Tuesday, October 27, 2009

Divergence Index in Distributed Databases with Replication

This post is basically a synopsis of database architecture/design I recently worked on for a RFP response.

Suppose that in a geographically distributed database deployment scenario, two databases (with copies of the same data) at geographically separated locations accept DMLs simultaneously. To ensure data convergence, these databases also engage in asynchronous bi-directional replication with each other along with standard measures like conflict detection and resolution. However, since the replication overhead is finite, at any instant in time, it is acceptable that a particular record in the database at one site is not available in the database at the other site. Let's assume that the total time taken for a record (after it is updated at the database at one site) to appear in the database at the other site is T. Thus T will comprise of the capture overhead at the source site, the network latency across sites and the apply overhead at the destination site. A very important consideration here is that the capture and apply processes at the databases are assumed to be not specific to tables - meaning that replication across any given pair of tables will undergo a total lag of T. This kind of an arrangement requires strict vigil on the replication throughput to ensure that severe data divergence does not occur. We need to develop metrics to quantify which site 'lags' and by how much. Let's give this metric a jazzy name - the 'Divergence Index' a.k.a DI. I'll put forward a simple approach toward calculating and interpreting the value of DI.

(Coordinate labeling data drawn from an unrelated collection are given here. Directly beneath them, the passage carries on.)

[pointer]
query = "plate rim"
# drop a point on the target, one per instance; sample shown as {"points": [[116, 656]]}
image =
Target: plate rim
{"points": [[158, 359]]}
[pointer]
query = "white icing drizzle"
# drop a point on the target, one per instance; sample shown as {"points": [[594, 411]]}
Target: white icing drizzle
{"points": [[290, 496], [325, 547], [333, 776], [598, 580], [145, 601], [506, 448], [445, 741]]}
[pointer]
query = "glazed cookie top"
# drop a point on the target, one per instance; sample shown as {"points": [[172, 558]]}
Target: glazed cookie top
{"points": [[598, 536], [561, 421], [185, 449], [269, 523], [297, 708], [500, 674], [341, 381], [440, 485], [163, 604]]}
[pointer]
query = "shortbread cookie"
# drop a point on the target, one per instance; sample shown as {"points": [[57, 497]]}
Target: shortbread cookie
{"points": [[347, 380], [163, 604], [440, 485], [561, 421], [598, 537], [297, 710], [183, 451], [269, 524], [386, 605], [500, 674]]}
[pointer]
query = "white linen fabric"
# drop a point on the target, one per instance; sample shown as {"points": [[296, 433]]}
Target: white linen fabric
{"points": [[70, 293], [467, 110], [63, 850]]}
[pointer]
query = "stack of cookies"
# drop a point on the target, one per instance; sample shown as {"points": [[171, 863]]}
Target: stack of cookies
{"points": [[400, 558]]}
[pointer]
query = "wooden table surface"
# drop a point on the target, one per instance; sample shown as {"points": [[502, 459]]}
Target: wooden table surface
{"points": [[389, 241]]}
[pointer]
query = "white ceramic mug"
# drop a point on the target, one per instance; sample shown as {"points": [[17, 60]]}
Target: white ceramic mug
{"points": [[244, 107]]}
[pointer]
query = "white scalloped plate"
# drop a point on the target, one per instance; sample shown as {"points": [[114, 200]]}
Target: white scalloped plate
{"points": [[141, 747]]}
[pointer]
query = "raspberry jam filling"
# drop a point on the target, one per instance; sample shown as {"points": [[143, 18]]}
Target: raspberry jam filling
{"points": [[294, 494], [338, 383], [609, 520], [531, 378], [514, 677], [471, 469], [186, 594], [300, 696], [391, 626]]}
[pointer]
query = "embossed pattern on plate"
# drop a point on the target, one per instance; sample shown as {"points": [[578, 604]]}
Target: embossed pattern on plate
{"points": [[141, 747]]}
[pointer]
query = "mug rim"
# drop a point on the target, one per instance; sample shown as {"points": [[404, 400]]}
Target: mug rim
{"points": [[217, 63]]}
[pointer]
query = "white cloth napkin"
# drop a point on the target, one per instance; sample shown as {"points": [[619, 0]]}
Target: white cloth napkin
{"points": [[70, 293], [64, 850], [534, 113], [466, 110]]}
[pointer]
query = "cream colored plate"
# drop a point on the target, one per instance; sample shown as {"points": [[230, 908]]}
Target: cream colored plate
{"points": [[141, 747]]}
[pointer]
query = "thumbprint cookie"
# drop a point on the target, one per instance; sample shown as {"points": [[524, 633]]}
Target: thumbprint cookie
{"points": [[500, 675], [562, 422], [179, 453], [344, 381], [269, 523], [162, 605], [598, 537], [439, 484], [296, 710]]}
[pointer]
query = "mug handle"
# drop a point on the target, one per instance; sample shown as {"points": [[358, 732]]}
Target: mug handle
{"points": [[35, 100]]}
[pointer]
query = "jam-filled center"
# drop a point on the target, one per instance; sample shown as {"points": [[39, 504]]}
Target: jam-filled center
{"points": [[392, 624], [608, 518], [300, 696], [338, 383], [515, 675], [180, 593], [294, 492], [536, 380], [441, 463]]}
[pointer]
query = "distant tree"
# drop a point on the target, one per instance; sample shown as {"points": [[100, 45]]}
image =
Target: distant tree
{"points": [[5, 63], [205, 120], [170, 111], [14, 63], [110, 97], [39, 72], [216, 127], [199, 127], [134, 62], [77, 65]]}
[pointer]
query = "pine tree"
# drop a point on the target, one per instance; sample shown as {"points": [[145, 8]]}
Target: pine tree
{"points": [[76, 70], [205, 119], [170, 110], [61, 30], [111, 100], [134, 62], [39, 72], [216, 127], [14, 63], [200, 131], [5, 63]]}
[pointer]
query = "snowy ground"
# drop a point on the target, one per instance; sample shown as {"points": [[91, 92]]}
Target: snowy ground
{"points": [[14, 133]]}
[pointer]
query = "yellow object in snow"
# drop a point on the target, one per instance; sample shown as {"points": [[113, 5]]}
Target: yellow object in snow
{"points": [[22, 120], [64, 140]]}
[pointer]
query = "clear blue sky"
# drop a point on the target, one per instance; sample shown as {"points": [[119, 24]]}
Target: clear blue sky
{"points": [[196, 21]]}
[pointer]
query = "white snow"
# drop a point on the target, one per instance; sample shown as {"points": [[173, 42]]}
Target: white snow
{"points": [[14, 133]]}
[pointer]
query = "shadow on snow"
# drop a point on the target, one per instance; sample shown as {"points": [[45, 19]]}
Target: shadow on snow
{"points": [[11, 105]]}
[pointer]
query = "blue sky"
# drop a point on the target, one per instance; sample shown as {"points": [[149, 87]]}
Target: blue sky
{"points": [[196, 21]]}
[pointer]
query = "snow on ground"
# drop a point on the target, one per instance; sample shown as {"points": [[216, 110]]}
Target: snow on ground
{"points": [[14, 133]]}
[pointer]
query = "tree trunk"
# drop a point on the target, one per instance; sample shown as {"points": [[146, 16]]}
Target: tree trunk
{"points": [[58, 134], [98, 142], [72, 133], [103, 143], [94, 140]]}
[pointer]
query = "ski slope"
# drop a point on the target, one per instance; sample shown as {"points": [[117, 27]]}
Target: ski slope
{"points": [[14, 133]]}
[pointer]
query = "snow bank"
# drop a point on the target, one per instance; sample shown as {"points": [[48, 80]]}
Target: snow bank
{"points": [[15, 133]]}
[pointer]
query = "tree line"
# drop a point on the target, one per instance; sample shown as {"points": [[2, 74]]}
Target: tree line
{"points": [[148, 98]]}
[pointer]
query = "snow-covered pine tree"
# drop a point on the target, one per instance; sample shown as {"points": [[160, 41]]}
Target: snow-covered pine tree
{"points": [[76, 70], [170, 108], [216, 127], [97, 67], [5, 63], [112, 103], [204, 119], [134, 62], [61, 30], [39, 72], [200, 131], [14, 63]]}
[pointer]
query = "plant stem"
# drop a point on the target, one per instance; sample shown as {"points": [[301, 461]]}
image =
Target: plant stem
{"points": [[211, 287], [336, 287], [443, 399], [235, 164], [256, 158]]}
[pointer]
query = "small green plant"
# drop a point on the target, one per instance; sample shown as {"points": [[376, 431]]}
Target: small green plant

Oracle's documentation on Streams replication discusses the concept of a 'heartbeat table' that is something like this: assume that using some mechanism like NTP (network time protocol), the system date of the databases at both sites are synchronized. At both databases, we create a table 'heartbeat' with just two columns - a siteID (varchar) and a timestamp (defaults to the current time). Using a scheduled recurring job, we update (or insert) a record in this table. Thus this table will contain a record with values corresponding to that site's ID and the timestamp of the last update. Now, this table is configured as a publisher as well as a subscriber to the corresponding table of the other database. Therefore, at any instant in time, this table will tell us (i)when it was locally updated last and (ii)the timestamp of the most current update at the other database that has appeared locally. Neat, isn't it?. Note that this concept is nowhere specific to Oracle - you could do this with any decent RDBMS. So, what does this heartbeat table have to do with calculating DI?
Let's see.
DI measured at site A can be calculated as
DI(A) =( t(A) - t(B) ) / T
where,t(A) represents the highest value of the timestamp column with siteID = A andt(B) represents the highest value of the timestamp column with siteID = B

There are some very interesting and useful deductions possible from this. But before that, remember that the heartbeat tables are merely instrumented tables. The actual replication load is generated by other tables that are configured for application data. So, the updates on the heartbeat tables alone can never be of significance as far as calculating DI is concerned. Agreed? great!

Quite obviously, the ideal value of DI is 1.If DI > 1, either records from one database are taking longer than T to get applied at the other database or the scheduled update of the heartbeat table is not happening at the other site.If DI <> DI(B), updates from A reach B mach faster than they reach A from B - this means that the database at site B is relatively much more loaded with DMLs than A. This indicates that (possibly) the load balancing across databases is improper.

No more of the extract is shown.